Over the years, whenever I talk about Japan in my Asian history classes I relate this personal experience. Indeed, in one of the most extraordinary 50-year transitions in world history, Japan went from being a feudal power to a major power—what historians call the “Meiji Restoration”—and this change was made possible largely by the sacrifices of the Japanese people.
Indeed, whenever I teach about Japan’s experience in World War II (Tokyo’s planning was based on a two-year war and counted on America’s reluctance to fight a prolonged war with casualties), the disastrous decisions by its wartime military leaders, the atomic bombs, and subsequent occupation by American forces led by MacArthur, I include one of my favorite quotes. It was cited in William Craig’s book on the fall of Japan (as I recall) and is contained in the letter from an elderly grandmother, and war survivor, to her teenage daughter. In essence the letter tells the young girl that she didn’t have to fear the Americans for acts of violence, or rape (as wartime propaganda had warned the populace), but rather the main danger was to be found in “the American soldier’s insatiable desire to be loved.”

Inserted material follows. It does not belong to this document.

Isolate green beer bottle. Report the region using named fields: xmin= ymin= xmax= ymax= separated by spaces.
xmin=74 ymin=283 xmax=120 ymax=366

That simple but profound observation, in my view, separates us from the rest of the world.
*****
As a final note, my five choices of “places” were the end result of a difficult process of elimination. My “honorable mention” list includes, among others: Hong Kong (I covered the sad fate of the former British crown colony in my last missive); Chiang Mai, Thailand (the true hidden gem of Southeast Asia); Honolulu, Hawaii (my favorite restaurant in the universe is a steakhouse with a veranda setting that overlooks the Waikiki beaches on one side and Diamond Head on the other); Manila, Philippines (including a historically insightful boat trip to Corregidor); Sydney, Australia (the Quay there is perhaps the most beautiful manmade setting in the world); Wellington, New Zealand (as beautiful as San Francisco but without the crazies); Hanoi, Vietnam (oh do I have stories about this visit); and, Monterey, California (from Fisherman’s Wharf to old Cannery Row).